Children’s book author Gary Paulsen and his wife, Ruth, once bought a pig to raise for food. Knowing that they intended to butcher it, they didn’t want to get emotionally close to the pig, and so they didn’t name it, but just called it “Pig.” The plan didn’t work. Pig became one of the Paulsens’ many pets, and when Pig died in old age, weighing almost 500 pounds, he died the way a pig would wish to die — with his snout in a feeding trough.
Blues singer Bessie Smith fell in love with police officer Jackie Gee, and after he was shot in the line of duty, she was determined to take care of him. After he was discharged from the hospital, she bought pork chops, black-eyed peas, cornmeal, collard greens, and everything that goes with them. Mr. Gee ate more than his fill, and the next day he was back in the hospital — he had eaten so much that his stitches had burst.
One of the most unusual meals ever eaten by human beings was over 2 million old. Arnold Haverlee was an explorer, a scientist, and an amateur chef. He was also a member of the Explorer’s Club and planned its annual banquet. Once, he heard about a mammoth that had been frozen under the Juneau ice cap for over 2 million years, so he arranged to have it delivered to New York, where he cut steaks out of it.
In 1939, soprano Marjorie Lawrence made a triumphant return to her native Australia. In an interview, she mentioned that while living abroad, she had missed eating a particular Australian dish — rabbit pie.
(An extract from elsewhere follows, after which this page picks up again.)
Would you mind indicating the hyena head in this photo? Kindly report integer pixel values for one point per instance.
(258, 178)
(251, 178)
In Melbourne, she was given an enormous rabbit pie that was so artistically wrapped up in cellophane and red ribbon that she was shocked when she opened it up and discovered what it was.
The Garry Moore Show, which was popular in the 1950s, used to occasionally feature exotic foods, which Mr. Moore and his guests would sample. On one show, Mr. Moore told guest Wally Cox, who was somewhat hesitate to sample the delicacies, “Wally, if you don’t eat your French-fried grasshoppers, you won’t get any chocolate-covered ants.”
Comedian Red Skelton did anything for a laugh. At the Brown Derby restaurant, he once took off his necktie, cut it into little pieces, put it in his Caesar salad, and ate it.
Comedian Bill Hicks would like to use Patriot missile technology to shoot food to hungry people: “Fly over Ethiopia. There’s a guy who needs a banana. Zap him one.”
Gymnast Bart Conner had little trouble losing weight while competing in some rural parts of China — the parts that served fried baby sparrows with every dinner.
Comedian Bert Lahr, who played the Cowardly Lion in The Wizard of Oz, once had the idea of making popsicles in the shape of famous actresses’ breasts.